Classroom lesson · Lahpet thoke - the tea leaf salad · 🇲🇲 Myanmar

Lahpet thoke - the tea leaf salad

A crunchy, tangy salad made from pickled tea leaves

A plate of lahpet thoke with green pickled tea leaves, fried beans, peanuts and tomato

Photo · Wikimedia Commons

What is it?

Lahpet thoke is one of the most surprising foods in the world - a salad made out of pickled tea leaves. The dark green leaves are soft, slightly sour and a bit tangy, and they are mixed with fried beans, peanuts, garlic chips, sesame seeds, tomato and a squeeze of lime. It is crunchy, tangy and addictive.

Tell me more

Most countries drink tea. Myanmar drinks tea too - but it is one of very few countries in the world where people also eat the leaves. Special tea bushes in the cool hills of Shan State are picked young, then packed into bamboo tubes and left to ferment for months. By the time they come out, the leaves are soft and a little bit pickle-like.
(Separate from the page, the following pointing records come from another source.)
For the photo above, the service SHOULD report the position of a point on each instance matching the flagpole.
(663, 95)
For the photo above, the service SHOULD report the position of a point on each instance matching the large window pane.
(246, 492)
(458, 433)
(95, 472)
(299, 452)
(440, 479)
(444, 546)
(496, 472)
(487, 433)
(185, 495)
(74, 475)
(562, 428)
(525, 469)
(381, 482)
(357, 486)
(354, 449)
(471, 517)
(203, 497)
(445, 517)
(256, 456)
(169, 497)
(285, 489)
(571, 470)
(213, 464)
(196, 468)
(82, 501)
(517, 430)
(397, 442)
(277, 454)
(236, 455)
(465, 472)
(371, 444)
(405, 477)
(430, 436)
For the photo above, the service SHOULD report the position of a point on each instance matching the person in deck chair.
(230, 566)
Once the pickled leaves are ready, they are dressed with garlic oil and mixed with a long list of crunchy bits - dried split peas, fried chickpeas, peanuts, sesame seeds, garlic chips, dried shrimp (if your family uses it), and chopped tomato. The whole thing is tossed at the table.

Lahpet thoke is a 'sharing food' - it usually arrives on a round plate with the ingredients in separate little piles, and people mix them at the table. Some families serve it after a meal as a kind of dessert-like snack. Others serve it as a starter or a midday treat.

There is even a saying in Myanmar - 'of all the fruit, the mango is the best; of all the meat, the pork; of all the leaves, the lahpet'. The salad is so important that until quite recently it was given as a special gift to settle small arguments between families. 'Eat lahpet together' meant 'we're friends again'.

In the classroom

Walk your class through this in 15 minutes.

Talk together

Discussion prompts

  1. 01Most countries drink tea but don't eat the leaves. What's different about Myanmar's idea?
  2. 02Lahpet was once given to settle arguments. Are there any foods or rituals in your culture that say 'we're friends again'?
  3. 03Some foods are sweet, some sour, some salty, some bitter. What would a tea leaf salad probably taste like? How can we describe it without tasting?
Try this

Classroom activity

Make a 'class lahpet plate' (no real lahpet needed!). Each pupil brings or draws one ingredient that, mixed together, would make a delicious sharing salad. Lay them all out in piles on a big paper plate. Vote: which combination would taste best?